The Two-Stage-To-Orbit (TSTO) hypersonic vehicle is an example of a Reusable Launch Vehicle (RLVs) configuration, and it has the advantages of small mass and large payload. A TSTO concept aircraft comprising a booster and a cruiser was proposed in this paper. The typical trapezoidal wing configuration was used as the booster and the wing spherical cone was used as the cruiser. Based on the three-dimensional hybrid LES/RANS numerical simulation method, the aerodynamic interference characteristics of different nose configurations in the cruise stage were studied, the pressure and heat flux distributions on the upper and lower surfaces of the cruise stage and the booster stage were calculated and analysed, the characteristics and mechanism of the aerodynamic interference between the two stages were revealed, and the structural changes of the flow field and the characteristics of the aerodynamic interference under different head configurations of the cruise stage were compared.
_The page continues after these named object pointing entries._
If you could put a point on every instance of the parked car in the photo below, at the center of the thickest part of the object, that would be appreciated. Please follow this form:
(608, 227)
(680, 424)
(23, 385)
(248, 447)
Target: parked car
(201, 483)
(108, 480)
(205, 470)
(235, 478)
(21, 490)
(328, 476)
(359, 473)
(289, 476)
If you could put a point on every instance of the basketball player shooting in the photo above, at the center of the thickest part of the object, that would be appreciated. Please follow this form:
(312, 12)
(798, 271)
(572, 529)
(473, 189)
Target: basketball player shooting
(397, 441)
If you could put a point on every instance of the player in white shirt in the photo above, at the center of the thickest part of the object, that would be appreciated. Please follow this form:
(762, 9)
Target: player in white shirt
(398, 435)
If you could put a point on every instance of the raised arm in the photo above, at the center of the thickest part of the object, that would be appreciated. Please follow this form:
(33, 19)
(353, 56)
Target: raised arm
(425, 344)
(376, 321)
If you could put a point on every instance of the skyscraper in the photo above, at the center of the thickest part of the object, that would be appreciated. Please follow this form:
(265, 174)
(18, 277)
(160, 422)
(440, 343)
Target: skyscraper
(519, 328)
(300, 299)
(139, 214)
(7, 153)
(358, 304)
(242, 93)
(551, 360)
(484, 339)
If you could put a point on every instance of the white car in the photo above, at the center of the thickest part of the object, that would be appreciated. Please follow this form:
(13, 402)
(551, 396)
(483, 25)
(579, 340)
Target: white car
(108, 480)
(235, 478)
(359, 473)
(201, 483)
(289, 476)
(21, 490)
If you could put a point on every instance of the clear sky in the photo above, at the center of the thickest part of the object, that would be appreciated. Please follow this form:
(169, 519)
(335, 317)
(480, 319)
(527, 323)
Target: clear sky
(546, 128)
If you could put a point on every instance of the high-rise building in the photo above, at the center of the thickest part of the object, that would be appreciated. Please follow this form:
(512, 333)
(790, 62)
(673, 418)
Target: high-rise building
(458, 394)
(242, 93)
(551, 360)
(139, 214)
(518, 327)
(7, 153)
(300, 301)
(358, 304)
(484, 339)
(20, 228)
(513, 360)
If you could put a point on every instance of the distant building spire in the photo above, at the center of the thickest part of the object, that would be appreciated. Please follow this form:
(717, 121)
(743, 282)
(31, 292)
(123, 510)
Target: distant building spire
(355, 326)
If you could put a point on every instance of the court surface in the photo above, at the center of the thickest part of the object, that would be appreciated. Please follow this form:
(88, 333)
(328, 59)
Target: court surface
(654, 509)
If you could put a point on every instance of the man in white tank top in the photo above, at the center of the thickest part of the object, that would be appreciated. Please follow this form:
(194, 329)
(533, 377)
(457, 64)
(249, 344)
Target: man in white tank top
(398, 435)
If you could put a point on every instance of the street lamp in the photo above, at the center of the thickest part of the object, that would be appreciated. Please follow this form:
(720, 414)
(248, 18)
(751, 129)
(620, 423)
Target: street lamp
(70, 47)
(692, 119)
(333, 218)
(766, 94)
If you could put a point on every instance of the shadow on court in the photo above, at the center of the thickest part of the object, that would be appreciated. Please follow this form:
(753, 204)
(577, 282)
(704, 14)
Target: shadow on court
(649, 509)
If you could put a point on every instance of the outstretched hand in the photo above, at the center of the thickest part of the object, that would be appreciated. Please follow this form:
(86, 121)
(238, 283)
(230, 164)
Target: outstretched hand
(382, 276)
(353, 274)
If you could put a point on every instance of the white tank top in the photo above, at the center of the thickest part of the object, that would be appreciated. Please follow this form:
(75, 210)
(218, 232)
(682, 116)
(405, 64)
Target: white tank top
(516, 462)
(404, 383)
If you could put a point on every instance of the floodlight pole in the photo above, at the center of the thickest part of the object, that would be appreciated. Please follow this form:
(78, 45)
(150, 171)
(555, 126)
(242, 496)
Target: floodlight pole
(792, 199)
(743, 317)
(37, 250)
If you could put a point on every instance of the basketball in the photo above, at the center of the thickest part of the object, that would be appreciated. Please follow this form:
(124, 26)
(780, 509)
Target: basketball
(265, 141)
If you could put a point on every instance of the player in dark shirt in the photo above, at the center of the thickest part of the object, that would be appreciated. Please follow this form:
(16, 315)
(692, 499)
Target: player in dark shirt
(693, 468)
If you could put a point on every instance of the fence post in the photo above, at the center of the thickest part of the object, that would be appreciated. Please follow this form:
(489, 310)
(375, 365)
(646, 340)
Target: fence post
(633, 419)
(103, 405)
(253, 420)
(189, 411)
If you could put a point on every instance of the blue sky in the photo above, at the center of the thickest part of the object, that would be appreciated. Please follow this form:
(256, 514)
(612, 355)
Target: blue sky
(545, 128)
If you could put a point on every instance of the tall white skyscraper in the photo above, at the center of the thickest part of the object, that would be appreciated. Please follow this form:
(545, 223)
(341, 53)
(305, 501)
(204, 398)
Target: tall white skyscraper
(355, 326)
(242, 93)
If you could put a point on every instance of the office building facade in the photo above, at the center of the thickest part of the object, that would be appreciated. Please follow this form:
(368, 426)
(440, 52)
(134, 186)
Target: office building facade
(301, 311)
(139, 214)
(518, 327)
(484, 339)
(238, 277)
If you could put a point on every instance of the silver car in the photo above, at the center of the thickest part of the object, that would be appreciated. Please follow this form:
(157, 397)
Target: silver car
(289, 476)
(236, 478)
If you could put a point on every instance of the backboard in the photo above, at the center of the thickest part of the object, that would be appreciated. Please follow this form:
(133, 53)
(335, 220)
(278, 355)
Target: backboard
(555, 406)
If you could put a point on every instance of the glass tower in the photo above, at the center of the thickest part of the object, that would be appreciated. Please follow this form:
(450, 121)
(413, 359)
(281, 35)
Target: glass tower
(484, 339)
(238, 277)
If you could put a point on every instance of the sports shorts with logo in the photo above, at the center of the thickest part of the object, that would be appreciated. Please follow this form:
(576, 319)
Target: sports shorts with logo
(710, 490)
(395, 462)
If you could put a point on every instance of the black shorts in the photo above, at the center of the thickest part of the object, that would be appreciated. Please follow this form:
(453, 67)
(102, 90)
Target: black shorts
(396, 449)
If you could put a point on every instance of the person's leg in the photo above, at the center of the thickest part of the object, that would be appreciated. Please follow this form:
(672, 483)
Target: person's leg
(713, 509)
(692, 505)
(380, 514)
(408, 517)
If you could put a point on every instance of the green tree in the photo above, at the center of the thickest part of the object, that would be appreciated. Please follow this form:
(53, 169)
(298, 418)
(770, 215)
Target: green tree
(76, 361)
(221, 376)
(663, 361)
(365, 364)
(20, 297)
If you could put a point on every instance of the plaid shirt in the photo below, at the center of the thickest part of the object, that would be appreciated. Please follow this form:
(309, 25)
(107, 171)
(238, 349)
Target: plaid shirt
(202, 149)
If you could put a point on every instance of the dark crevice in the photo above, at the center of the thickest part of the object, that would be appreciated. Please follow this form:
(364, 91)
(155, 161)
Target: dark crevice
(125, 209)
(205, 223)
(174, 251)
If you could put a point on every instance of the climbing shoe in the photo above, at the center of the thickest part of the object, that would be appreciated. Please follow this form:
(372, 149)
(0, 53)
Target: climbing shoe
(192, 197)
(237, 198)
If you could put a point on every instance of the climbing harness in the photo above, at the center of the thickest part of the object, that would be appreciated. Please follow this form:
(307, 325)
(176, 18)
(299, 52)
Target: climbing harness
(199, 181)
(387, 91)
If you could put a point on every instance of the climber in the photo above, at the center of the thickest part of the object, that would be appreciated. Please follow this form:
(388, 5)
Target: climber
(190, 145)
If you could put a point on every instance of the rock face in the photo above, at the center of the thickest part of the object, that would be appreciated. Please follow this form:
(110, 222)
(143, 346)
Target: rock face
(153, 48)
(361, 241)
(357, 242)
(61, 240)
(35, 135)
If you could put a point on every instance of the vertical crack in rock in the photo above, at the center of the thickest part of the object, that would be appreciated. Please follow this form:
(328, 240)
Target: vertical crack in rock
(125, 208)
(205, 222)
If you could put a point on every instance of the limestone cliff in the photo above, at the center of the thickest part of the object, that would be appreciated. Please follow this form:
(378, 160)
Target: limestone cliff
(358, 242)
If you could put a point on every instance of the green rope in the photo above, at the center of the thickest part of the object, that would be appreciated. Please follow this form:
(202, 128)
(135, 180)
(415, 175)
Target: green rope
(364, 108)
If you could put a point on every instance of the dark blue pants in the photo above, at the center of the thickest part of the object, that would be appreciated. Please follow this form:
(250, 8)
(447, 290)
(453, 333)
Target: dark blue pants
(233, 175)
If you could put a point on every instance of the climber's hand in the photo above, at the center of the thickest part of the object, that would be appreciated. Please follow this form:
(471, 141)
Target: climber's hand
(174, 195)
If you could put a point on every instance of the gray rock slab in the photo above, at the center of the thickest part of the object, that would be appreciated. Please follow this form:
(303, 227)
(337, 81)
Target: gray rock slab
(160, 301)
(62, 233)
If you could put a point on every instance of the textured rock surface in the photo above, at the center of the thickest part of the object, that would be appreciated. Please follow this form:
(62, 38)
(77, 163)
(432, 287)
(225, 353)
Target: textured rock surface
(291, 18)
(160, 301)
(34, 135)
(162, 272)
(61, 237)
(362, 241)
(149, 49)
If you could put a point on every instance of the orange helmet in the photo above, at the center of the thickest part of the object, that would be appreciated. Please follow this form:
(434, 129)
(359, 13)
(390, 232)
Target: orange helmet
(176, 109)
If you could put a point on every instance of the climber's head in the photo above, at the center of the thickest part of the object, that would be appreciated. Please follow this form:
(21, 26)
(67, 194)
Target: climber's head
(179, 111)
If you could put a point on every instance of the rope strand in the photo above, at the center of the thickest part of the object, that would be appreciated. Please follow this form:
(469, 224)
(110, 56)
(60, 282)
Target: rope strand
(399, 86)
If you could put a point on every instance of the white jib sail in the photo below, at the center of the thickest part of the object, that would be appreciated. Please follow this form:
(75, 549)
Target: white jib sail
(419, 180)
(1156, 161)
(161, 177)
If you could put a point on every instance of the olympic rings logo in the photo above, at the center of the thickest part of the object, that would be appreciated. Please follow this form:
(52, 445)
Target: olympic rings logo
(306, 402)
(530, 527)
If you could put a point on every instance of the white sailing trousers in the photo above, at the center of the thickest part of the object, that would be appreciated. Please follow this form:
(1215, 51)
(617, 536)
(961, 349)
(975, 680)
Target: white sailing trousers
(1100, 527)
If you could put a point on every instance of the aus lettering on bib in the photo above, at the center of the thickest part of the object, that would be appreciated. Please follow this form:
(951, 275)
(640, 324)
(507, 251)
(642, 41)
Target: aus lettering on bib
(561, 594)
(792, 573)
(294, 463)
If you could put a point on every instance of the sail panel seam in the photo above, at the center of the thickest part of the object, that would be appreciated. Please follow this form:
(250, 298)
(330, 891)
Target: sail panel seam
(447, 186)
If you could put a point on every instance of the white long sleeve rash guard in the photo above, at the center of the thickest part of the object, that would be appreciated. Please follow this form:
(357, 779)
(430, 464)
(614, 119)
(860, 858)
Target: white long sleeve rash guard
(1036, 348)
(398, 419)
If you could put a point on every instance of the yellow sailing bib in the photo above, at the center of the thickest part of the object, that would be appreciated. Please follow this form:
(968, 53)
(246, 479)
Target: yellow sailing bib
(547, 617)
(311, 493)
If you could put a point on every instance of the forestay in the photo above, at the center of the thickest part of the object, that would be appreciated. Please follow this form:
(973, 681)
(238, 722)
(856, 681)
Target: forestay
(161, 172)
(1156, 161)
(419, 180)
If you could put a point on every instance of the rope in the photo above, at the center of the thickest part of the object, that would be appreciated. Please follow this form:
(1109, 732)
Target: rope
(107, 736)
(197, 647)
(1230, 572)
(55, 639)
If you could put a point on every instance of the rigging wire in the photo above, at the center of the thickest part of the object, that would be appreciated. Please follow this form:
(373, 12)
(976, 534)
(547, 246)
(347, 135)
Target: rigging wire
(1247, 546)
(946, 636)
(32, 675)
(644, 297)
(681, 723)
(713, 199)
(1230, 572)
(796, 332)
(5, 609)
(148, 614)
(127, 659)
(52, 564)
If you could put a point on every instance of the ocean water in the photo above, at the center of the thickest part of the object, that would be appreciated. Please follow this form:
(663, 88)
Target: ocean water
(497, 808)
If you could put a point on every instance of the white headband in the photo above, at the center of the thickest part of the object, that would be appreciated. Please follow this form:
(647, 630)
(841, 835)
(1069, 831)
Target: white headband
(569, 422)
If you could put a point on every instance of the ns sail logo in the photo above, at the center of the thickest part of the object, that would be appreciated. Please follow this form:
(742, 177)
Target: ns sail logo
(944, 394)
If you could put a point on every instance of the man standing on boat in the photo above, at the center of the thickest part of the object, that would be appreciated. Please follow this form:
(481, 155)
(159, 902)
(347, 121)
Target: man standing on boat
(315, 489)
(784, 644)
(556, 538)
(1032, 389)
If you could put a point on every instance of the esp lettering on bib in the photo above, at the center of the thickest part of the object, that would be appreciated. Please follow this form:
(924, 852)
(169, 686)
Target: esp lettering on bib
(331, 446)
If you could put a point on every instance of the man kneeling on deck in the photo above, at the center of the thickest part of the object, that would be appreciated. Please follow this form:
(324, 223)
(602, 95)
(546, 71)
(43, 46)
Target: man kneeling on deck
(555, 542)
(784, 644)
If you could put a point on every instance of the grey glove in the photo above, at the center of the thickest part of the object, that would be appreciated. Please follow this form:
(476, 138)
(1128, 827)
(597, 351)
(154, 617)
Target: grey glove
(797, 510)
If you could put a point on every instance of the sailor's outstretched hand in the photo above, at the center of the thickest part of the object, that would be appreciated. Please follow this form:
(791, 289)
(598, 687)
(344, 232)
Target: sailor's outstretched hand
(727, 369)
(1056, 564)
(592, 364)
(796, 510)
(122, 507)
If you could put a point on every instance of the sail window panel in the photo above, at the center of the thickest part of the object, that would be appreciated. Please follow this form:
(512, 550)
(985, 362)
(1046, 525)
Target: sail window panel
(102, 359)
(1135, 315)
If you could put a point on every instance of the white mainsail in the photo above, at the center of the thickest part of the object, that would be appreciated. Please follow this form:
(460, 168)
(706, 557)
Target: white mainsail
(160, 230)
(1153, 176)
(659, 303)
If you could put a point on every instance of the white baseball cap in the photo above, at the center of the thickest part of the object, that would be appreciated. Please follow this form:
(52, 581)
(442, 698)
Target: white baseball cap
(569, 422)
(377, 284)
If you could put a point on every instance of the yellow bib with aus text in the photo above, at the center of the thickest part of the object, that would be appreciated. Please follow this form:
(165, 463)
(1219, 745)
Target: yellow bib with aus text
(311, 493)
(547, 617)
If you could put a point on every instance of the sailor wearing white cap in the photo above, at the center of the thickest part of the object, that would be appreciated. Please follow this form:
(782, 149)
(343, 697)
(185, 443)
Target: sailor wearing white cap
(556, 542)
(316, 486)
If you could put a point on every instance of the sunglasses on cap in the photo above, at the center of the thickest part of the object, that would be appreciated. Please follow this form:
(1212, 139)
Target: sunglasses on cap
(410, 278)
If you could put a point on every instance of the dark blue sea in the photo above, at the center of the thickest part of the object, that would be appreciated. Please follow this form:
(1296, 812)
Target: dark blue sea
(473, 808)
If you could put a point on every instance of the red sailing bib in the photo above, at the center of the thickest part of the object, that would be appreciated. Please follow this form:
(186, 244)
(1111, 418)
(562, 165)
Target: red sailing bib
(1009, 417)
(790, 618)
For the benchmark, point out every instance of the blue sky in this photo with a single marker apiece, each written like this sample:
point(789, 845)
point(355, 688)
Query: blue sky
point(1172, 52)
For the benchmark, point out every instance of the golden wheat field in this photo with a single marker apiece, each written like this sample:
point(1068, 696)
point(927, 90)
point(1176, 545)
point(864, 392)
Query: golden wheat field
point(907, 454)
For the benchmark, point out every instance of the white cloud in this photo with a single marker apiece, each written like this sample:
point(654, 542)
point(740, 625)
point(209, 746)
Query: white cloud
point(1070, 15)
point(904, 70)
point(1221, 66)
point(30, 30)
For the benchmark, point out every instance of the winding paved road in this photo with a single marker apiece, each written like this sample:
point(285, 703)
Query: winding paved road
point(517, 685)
The results show that the shock/shock interaction outside the blunt nose of the cruiser causes serious aerodynamic and thermal problems on the stagnation point. There are complex shock wave/boundary layer interactions and reflected shock trains between the two stages, which results in high-level pressure and heat flux on the surfaces. An alteration of the nose configuration can greatly improve the wall pressure and heat flux on the surface. The Bend cone model provides the greatest reduction in peak pressure and heat flux and is a suitable choice for an RLV cruiser.